Indeed U.S. security agencies are rehashing their recruiting efforts to attract better equipped candidates for the needs identified to mitigate transnational threats. Since 2001 the focus was—and still is in great measure—on the need to grow the ranks of arabic and south Asian language speakers, today the need is placed on Spanish speakers, particularly. Surprisingly, the pool of fully bilingual English/Spanish educated candidates would be vast, but this is not so clear, as many educated Latinos are second, third and even fourth generation immigrants, having lost at times the most important bond to Latino heritage—the Spanish language—to an extent that renders their presumed multiculturalism insufficient for national security purposes unless educated in institutions of higher learning. On the other hand, since crime penetrates, blends, and mutates with cultural mores—irrespective of national origin—this claim may be disputed.

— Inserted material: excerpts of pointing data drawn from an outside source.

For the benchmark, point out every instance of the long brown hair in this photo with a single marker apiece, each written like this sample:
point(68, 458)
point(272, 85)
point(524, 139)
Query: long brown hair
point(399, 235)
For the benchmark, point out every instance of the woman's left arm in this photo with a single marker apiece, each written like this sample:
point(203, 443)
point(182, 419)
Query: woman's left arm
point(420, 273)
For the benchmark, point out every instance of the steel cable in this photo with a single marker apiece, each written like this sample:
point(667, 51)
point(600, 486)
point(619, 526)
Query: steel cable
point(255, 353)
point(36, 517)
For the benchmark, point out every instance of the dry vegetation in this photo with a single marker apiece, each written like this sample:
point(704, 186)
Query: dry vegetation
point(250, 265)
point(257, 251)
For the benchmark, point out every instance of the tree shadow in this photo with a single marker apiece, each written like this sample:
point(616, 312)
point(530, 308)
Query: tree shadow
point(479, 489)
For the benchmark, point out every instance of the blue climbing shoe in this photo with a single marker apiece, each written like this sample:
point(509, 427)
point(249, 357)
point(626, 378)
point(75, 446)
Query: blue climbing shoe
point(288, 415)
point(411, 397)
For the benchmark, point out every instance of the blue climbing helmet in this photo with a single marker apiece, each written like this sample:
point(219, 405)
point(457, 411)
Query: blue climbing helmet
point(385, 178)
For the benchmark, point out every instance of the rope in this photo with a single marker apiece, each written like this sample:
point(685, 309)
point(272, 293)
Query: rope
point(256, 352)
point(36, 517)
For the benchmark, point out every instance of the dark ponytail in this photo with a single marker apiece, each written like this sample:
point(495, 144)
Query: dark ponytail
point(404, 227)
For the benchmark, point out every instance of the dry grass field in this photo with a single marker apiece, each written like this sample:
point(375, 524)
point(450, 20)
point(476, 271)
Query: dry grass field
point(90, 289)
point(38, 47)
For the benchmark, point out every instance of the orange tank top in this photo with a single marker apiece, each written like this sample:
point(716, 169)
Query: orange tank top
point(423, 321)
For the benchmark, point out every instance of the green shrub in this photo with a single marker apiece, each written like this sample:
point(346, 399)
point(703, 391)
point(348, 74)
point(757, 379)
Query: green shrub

State & Non-State Criminals & the need for a Comprehensive U.S. Hemispheric Security Strategy
The rise of Hugo Chavez to the presidency in Venezuela in 1998 marked the ante in U.S. bilateral relations with some Latin American countries. Twelve years after, some critics’ suspicions on the flamboyant leader have come to the fore revealing Venezuela’s connections with international pariahs, including non-state criminals. A verbal tug-of-war with Colombia led to a brief break in bilateral relations. Notwithstanding, the government of Colombia was able to prove through its military intelligence successes that Chavez finances and harbors in Venezuelan territory, camps and members of the Revolutionary Armed Forces of Colombia (FARC). Colombian military intelligence purportedly revealed similar evidence regarding Ecuadorean President Rafael Correa. In March of 2010 Chavez suffered another hard accusation coming from Spanish investigative judge Eloy Velasco on account of harboring Eskadi ta Askatasuna (ETA) terrorist Arturo Cubillas and facilitating ETA-FARC ties; Cubillas was purportedly on government payroll performing special services. U.S. SouthCom chief Gen. Douglas Fraser verified “financial and logistical ties between the two groups were longstanding,” as Dept. of State Assistant Secretary for Hemispheric Affairs raised concerns over the allegations as did the government of Sweden.[9]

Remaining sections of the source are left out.